А звонница залечивала свои раны и вставала постепенно в естественной своей красоте, как вылечившийся человек, который вышел из болезни на простор жизни и украсил собой этот простор, заняв лишь ему одному принадлежащее место.

Глава восьмаяУход

Серое, болезненное утро опустилось на Забавино и привычно придавило город. Люди двигались по грязным забавинским улицам, опустив головы, словно надеясь протаранить макушками серость наступающего на них дня. Небо не интересовало людей. Они смотрели под ноги, тараня головами наступающую, непроглядную жизнь.

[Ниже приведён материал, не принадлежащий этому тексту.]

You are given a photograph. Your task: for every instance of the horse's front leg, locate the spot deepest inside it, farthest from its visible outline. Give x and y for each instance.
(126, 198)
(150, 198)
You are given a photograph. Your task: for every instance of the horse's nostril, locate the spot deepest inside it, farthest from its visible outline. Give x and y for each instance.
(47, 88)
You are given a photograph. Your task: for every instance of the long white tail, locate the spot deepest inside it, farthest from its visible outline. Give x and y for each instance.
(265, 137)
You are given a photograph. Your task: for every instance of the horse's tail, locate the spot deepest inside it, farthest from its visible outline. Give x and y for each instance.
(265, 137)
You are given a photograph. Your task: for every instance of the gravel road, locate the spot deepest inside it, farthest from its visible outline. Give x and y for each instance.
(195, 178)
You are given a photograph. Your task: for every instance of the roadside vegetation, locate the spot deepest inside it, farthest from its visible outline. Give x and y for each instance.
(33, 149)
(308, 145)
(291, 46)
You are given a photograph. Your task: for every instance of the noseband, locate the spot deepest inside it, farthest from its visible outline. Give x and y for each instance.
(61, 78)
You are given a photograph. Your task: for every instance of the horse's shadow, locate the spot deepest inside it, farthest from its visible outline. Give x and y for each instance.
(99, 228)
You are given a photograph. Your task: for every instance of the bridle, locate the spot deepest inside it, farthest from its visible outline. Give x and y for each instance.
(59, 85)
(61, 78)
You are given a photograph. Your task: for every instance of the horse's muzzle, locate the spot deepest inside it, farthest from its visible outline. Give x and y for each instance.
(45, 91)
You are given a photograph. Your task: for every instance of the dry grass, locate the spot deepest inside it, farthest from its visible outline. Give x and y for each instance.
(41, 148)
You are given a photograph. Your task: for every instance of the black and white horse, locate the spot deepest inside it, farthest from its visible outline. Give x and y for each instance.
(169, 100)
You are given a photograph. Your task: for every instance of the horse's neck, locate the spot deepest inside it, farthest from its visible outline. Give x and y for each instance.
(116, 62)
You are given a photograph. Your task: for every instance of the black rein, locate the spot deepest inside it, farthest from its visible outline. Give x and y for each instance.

Автобусы втягивали в себя пассажиров, словно пылесос – пыль, после чего, вздохнув, медленно трогались, вздрагивая на колдобинах, а через несколько километров выплевывали из себя навсегда опечаленных жизнью забавинцев и втягивали новую пыль. Люди и автобусы так давно знали друг друга, что стали похожи; и те и другие уныло делали свою работу: двигались по кругу одним и тем же маршрутом.

Константин сидел на скамеечке за церковной оградой в ожидании доктора. Он был убежден, что врач ему не поможет, но не смел нарушать навсегда заведенный порядок.

Константин предчувствовал конец. Уверял себя как мог, что ему страх диктует, а не душа, а значит, это не предчувствия никакие, а просто – ужас ухода из этого мира.

«У Господа мертвых нет, – снова и снова убеждал себя священник. – Чего ж мне бояться? Чего? Что это за безбожный, непозволительный страх рождается во мне? Как я могу ужасаться смерти, будто в Бога не верую и в бессмертие души?»